It's very sweet that the two new budgies are learning to play and hang out with each other 

We'd love to see pictures of them when you get a chance and congratulations on your new budgies!

After you read over the articles in the forum, if you have any questions, please do ask as we'd love to help :thumbsup: 

Hope to see you around! :wave:


----------



## Tweetsley (Nov 17, 2015)

Thank you for the advice, Starling!  I'm glad to hear that the poop issues are stress related and not anything more sinister. I will definitely have to use a glove when grabbing the birds in the future. I know it's a silly question, but should I get a special bird glove for the rare instances that I have to grab my birds instead of letting them perch on my hand? Or is a winter glove sufficient. My worry is that a winter glove might not be as clean and the nails or beak may get stuck in the fabric.

I don't think a visit to the avian vet will be necessary because it seems like the new budgies are doing a lot better. Plus, I went to Petco to pick up some "fruity pebbles" (which are the Zupreem fruit thingies), and I expressed my concern about introducing my budgies to each other too soon and the potential of spreading illness, and I was told that if my budgies get sick within 30 days of purchase, that I have to call them and go see an approved vet through them. That made me feel a lot better, because I have a tendency to over-worry about things, and in my particular store the budgies seem very well cared for and I doubt that the store would sell sick birds in fear of paying large vet bills. As a precaution, I did look up some avian vets in my area, and the closest one is 15 minutes away, which is not bad at all. I don't think I need to make it a priority to get to the vet right away since everything seems fine, so I will most likely wait until after the holidays to get my little guys in for a wellness visit.

Now for some pictures!



This is Charlie. I am thinking that he is a male. I really hope that I'm correct so that I can keep an even ratio of male to female budgies.

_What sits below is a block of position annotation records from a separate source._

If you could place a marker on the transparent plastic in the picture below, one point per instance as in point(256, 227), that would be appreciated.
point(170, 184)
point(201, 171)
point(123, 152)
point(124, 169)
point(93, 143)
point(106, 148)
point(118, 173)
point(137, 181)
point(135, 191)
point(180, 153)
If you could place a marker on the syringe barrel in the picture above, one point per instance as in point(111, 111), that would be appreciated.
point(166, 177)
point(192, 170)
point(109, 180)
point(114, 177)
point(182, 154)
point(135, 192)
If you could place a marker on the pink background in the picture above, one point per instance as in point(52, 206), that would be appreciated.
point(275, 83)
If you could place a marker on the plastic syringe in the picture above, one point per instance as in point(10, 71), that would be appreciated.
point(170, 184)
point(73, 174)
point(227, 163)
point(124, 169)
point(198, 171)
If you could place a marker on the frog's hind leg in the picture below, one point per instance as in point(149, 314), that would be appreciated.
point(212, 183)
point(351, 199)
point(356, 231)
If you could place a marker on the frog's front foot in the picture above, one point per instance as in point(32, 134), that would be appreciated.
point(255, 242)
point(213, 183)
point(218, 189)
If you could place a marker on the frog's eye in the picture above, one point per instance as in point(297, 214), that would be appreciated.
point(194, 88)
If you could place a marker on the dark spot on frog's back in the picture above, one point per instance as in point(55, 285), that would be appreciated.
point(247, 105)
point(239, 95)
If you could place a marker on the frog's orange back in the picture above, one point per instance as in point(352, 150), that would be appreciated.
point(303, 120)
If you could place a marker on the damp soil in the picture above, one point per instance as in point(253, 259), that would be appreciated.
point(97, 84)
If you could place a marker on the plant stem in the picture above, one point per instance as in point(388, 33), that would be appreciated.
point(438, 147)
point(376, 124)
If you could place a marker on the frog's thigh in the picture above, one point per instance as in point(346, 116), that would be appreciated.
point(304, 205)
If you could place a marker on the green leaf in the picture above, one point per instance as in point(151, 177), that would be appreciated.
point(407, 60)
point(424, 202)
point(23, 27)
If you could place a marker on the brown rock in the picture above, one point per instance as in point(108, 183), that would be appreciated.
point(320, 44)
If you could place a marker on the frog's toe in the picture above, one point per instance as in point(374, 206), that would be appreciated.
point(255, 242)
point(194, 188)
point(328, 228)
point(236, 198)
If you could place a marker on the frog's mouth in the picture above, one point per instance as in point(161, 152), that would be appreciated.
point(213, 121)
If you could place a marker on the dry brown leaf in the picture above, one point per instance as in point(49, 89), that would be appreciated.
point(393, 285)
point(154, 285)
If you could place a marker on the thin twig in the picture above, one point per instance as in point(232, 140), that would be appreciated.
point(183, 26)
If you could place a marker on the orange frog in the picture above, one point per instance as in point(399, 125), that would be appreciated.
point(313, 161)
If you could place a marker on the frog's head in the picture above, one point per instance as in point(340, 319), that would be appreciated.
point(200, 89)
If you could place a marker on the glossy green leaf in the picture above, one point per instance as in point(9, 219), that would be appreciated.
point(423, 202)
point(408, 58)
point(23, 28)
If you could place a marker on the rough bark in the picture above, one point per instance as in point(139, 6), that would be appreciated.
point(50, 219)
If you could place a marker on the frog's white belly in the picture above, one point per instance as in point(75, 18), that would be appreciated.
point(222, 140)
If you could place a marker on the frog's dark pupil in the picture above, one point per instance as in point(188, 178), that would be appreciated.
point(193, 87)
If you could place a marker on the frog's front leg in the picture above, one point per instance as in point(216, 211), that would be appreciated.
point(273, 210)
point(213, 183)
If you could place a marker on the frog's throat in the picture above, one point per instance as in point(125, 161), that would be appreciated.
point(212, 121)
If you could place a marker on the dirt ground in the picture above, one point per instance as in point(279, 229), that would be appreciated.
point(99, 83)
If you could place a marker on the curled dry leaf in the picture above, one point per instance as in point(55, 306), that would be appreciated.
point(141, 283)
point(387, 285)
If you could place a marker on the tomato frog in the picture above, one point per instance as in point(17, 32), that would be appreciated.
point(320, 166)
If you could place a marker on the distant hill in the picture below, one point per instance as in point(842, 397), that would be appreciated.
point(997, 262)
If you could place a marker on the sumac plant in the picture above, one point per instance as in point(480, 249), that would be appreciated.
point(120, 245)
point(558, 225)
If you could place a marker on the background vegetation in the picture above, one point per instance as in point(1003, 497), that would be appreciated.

This is Ginny. She is still terrified of me so she's sitting on the topmost perch in the cage. I keep going back and forth between thinking she's an adult and thinking she's a baby.

I know their current cage is pretty small (I didn't go crazy since I knew it was temporary), but a co-worker is bringing in her old cages and toys for me, which I am super excited about. I hope they work out with my existing large cage so I am able to combine them and make one giant cage.

Once again, thank you for all your help! It is very appreciated. I'm still new to budgies and I'm trying to learn everything I can so all my little Tweetsley's (all my birds are named after the Weasley family from Harry Potter) stay happy and healthy.


----------



## FaeryBee (May 9, 2011)

*Hi Alyssa --

Charlie is a very handsome little male. 
I adore his cute little face. 

Ginny is a beautiful girl -- I'll let the experts give you their estimates regarding her age.

Using a glove with a tight weave - such as a woman's isotoner glove would be fine. 
I wouldn't recommend using a knitted yarn type glove for the reasons you indicated.

I do have one concern in viewing your pictures and it may be due to the lighting. 
In the second picture it appears as if the cage bars of the second cage back behind Ginny are rusty. 
Is that just a trick of the light? *


----------



## Tweetsley (Nov 17, 2015)

Hi, Deborah. Thank you for the compliments on Ginny and Charlie!  Also, thank you for the advice on the glove, I believe I have some of the type you mentioned kicking around, I will be sure to wash it before I use it though. 

The second cage where Fred and George live is a lighter brown than Ginny and Charlie's cage. I think the color difference and the lighting is making it look rusty. I assure you that it's not, though.


----------



## StarlingWings (Mar 15, 2013)

Ginny and Charlie are beautiful! 

Ginny looks to be about 6 months old, her irises are just barely coming in and her baby bars have faded. 

Charlie is around 4 months, his bars are very prominent still. What a sweetheart--his fluffy cheeks make me swoon!

Also, I'd like to add that if you haven't opened the ZuPreem yet, you should return it to the store and instead get the "Canary" size if possible. The pellets have the same ingredients but budgies have an easier time eating the smallest size. :thumbsup:


----------